Simon and his wife Ingrid Greene maybe suffering middle-class guilt, in failing their daughter Paige who has slipped through the cracks within their picture-perfect suburban life. The three children, Sam, Anya, and Paige have all the opportunities afforded by their parents, New York professionals in paediatric medicine, and with PPG Wealth Management in the financial sector.

But something goes wrong.

Paige fell through the cracks within society, dropping into the hidden (and scary) world masked from middle-class view; namely a life controlled by Aaron Corval, a drug dealer and criminal. It appears Paige’s life derailed after leaving home for Lanford College, but when the reader is in the hands of Harlan Coben, little can be taken at face value.

The action commences on page one, when Simon traces his daughter Paige begging in New York’s Central Park. What starts as a plea for his daughter’s return turns ugly when Simon confronts Corval. A fracas ensues and is caught on camera-phone. When released online, ‘the court of public opinion’ starts to comment on the footage, and Simon becomes a figure of notoriety.  The Greene’s family life becomes affected, including a call from their daughter Anya’s private school Abernathy Academy who are trying to distance themselves from the infamy of Anya’s father. However, things turn sinister when Paige’s boyfriend, the drug dealer and criminal Aaron Corval, is found dead in the scruffy Bronx apartment they shared. Police scrutiny and suspicion falls upon Simon, as well as his missing daughter, Paige Greene.

Coben’s ability to work with a large cast of characters is on display to great effect in Run Away. We have quite an array of major players, as well as secondary characters, and some obscured by shadow.

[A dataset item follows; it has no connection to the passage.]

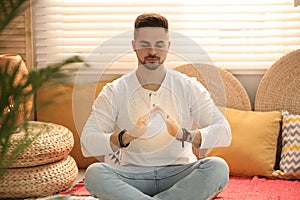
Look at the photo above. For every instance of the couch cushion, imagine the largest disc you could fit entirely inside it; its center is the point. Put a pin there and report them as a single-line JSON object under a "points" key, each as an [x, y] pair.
{"points": [[290, 154], [254, 140]]}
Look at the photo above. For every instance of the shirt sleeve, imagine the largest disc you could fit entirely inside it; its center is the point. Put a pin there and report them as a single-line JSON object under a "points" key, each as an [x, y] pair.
{"points": [[214, 127], [95, 137]]}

They are all delineated vividly for the reader, and without massive descriptions, rather with narrative brush strokes, with concise flourishes that make them stand bolt-upright on the page. Perhaps, none so vivid as the Chicago PI, Elana Ramirez of VMB Investigations. Ramirez is working for a man named Sebastian Thorpe III, who has engaged the Chicago PI’s services in order to track his 24-year-old son Henry, who like Paige, is also missing.

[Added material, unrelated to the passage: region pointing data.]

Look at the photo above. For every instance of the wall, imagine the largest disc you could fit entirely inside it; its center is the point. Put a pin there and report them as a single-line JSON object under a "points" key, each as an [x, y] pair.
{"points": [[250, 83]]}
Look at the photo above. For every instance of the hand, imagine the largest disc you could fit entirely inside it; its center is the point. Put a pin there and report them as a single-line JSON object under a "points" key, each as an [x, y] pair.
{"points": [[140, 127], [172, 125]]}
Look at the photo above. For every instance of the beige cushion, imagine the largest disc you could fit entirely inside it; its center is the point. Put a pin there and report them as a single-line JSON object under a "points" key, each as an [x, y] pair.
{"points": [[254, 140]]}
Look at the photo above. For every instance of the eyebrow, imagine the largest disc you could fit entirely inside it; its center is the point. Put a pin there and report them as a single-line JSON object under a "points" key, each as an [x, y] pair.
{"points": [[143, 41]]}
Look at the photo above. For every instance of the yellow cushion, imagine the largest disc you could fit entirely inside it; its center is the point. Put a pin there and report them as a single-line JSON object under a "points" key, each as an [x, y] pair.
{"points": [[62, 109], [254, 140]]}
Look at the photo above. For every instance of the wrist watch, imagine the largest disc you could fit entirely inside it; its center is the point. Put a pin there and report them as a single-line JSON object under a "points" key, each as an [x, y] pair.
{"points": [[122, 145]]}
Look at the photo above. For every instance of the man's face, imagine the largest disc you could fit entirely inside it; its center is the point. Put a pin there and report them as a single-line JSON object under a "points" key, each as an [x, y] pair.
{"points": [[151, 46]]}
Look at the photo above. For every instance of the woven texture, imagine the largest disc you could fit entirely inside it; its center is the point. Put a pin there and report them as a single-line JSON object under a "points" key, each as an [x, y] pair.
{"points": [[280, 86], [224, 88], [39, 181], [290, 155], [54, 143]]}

The trail leads to a mystery in Italy, by way of a New Jersey tattoo parlour, and the death of a man named Damien Gorse. It seems that the dead drug dealer Aaron Corval’s father Wiley was married to a mysterious woman named Bruna, from Italy. Or was he? And what does Enid Corval know (or suspect) that lurks on the road between Pisa and Florence in Tuscany, Italy?

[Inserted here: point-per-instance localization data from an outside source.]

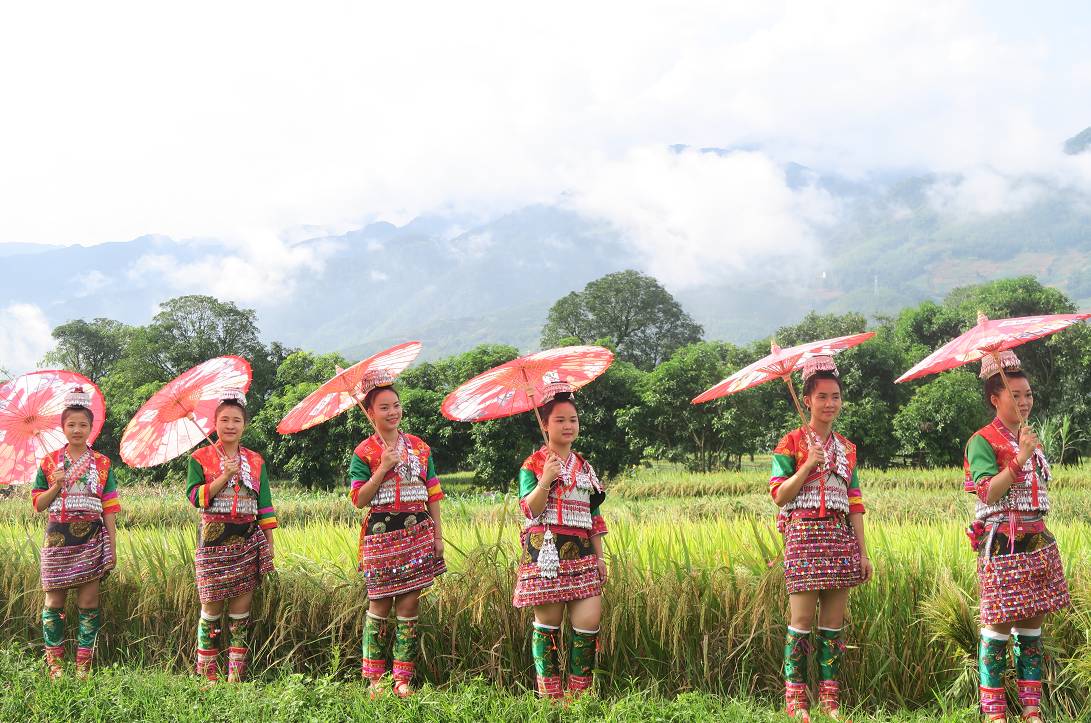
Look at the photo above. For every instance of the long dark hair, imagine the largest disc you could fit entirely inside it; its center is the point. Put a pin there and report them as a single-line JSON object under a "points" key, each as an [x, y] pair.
{"points": [[566, 397], [994, 385], [812, 382], [369, 399], [238, 405], [74, 409]]}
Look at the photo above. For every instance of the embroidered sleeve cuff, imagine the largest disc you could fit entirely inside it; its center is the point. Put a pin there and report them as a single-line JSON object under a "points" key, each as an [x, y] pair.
{"points": [[982, 489], [434, 491], [526, 509], [110, 503], [775, 483]]}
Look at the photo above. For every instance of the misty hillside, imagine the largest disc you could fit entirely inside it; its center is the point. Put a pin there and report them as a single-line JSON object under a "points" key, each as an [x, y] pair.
{"points": [[453, 284]]}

The trail then leads to Eileen Vaughan, Paige’s roommate at Lanford College. Suspicions are aroused about aspects of Paige’s college-life that are striated with incongruity, when contrasted to her family life. Then there’s side characters Ash and Dee-Dee, as well as a Cult that promises A Shining Truth.

As ever in the hands of Harlan Coben, the hidden aspects of families (and their lives) are what powers the engine to this narrative. Like in Coben’s breakout work, Tell No One, the affable and entertaining writing style belays a darker side, a vicious aspect that will become exposed and indicate that some family lives are troubling, and hold dangerous secrets.

Run Away, is Harlan Coben at the height of his narrative mastery, for this novel is slippery, slick in how the pages turn so fast. There is entertainment within, but more importantly, there is insight, as it provokes thought about what is hidden in our lives and that of those, we call family. Under the veneer that some suburban family life resembles there is often shadow as Coben asks ‘do we really know who our family members really are?’ Or more importantly, we can find that what is hidden in the mundane, can become deadly if exposed to the light. Though there are smatterings of humour (deftly applied), that helps bring the light into a dark and disturbing story.

Terrific as an insightful Novel, but as thriller it is a narcotic, but one that makes you think deeply, very deeply – unmissable.